No chão do quarto, um volume surrado de Harry Potter e a Pedra Filosofal
(em versão econômica) parece esquecido. Na prateleira, só algumas obras
de literatura — de Jeff Lindsay a Machado de Assis. E, sobre o armário,
duas únicas caixas dão conta dos materiais que preservou da escola. Com
apenas 16 anos, e sem nem cursar o terceiro ano do ensino médio, Maria
Paula Frias já está aprovada para o curso de Medicina da Universidade
Federal da Bahia (Ufba), o quinto mais disputado do país. Detalhe: ela
obteve a 10ª maior nota entre os classificados.
Apesar do desempenho, Maria Paula ainda não pôde se matricular na Ufba.

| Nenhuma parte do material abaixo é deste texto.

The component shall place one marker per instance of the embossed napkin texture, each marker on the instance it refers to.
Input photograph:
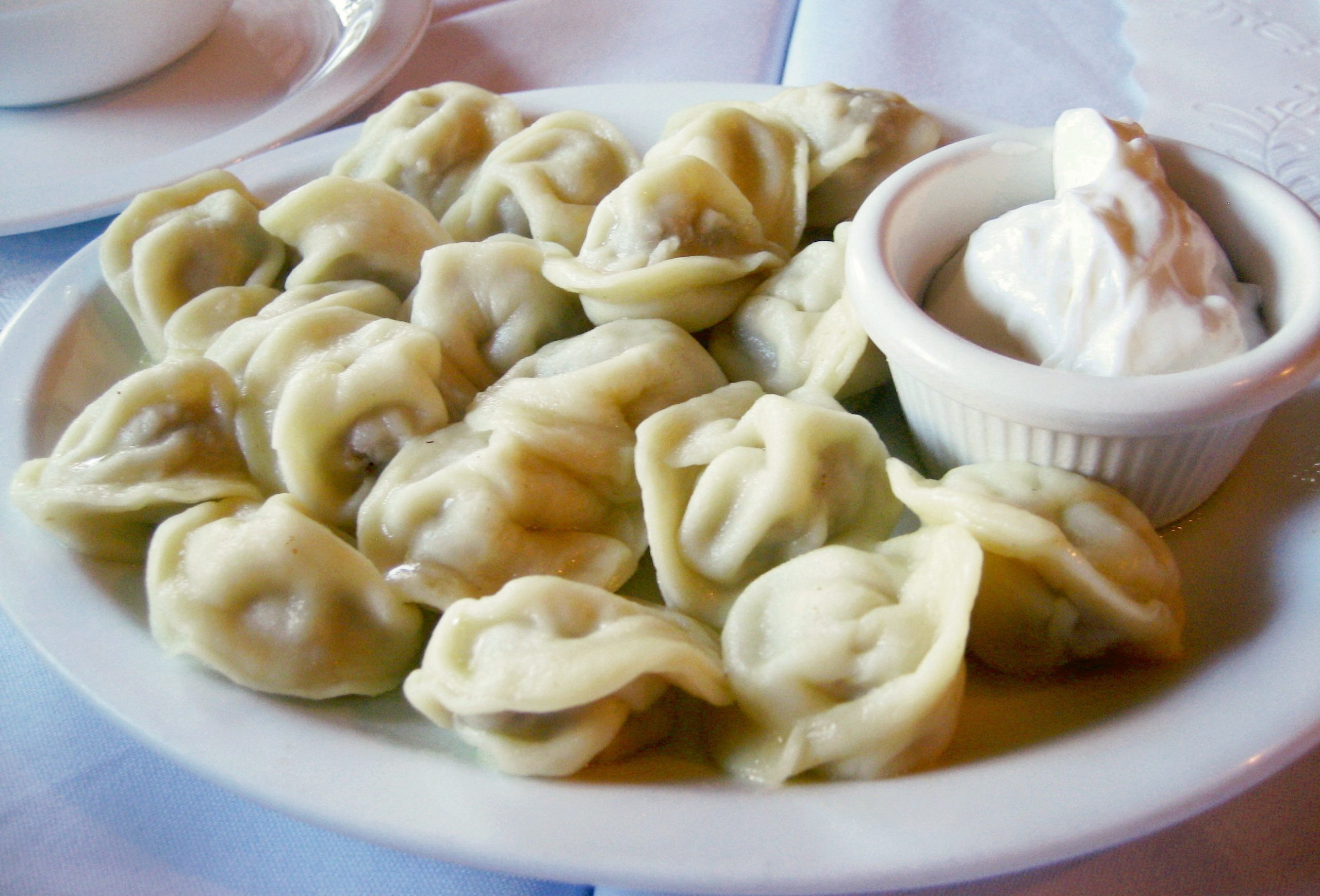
(1241, 77)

Isso porque sua idade não permite obter o certificado de conclusão do
ensino médio, necessário para a matrícula. A família, então, entrou com
uma ação na Justiça para que a filha pudesse cursar o ensino superior
sem precisar voltar à escola — o Colégio Sartre COC — onde as aulas já
começaram. A juíza Renata Mesquita, da 14ª Vara Cível Federal entendeu
que ela merece, sim, a vaga e emitiu uma liminar garantindo sua
pré-matrícula — o que ela já fez na última segunda-feira.
Segundo
o advogado da menina, Antonio Jorge Santos, a decisão se baseou no
artigo 205 da Constituição que versa sobre “razoabilidade e
proporcionalidade”. “Decisões como esta valorizam a meritocracia,
garantindo o acesso da jovem à universidade sem precisar concluir o
ensino médio”, disse. Justiça à parte, Maria Paula já pode, inclusive,
colocar no currículo duas aprovações em Enem.
Isso porque em
2012, quando ainda cursava o primeiro ano do ensino média, ela obteve
878 pontos — desempenho que lhe garantira vaga na Universidade Estadual
Paulista (Unesp). Além disso, ela tem quatro medalhas em Olimpíadas
Brasileiras de Química - duas de ouro, uma de prata e outra de bronze.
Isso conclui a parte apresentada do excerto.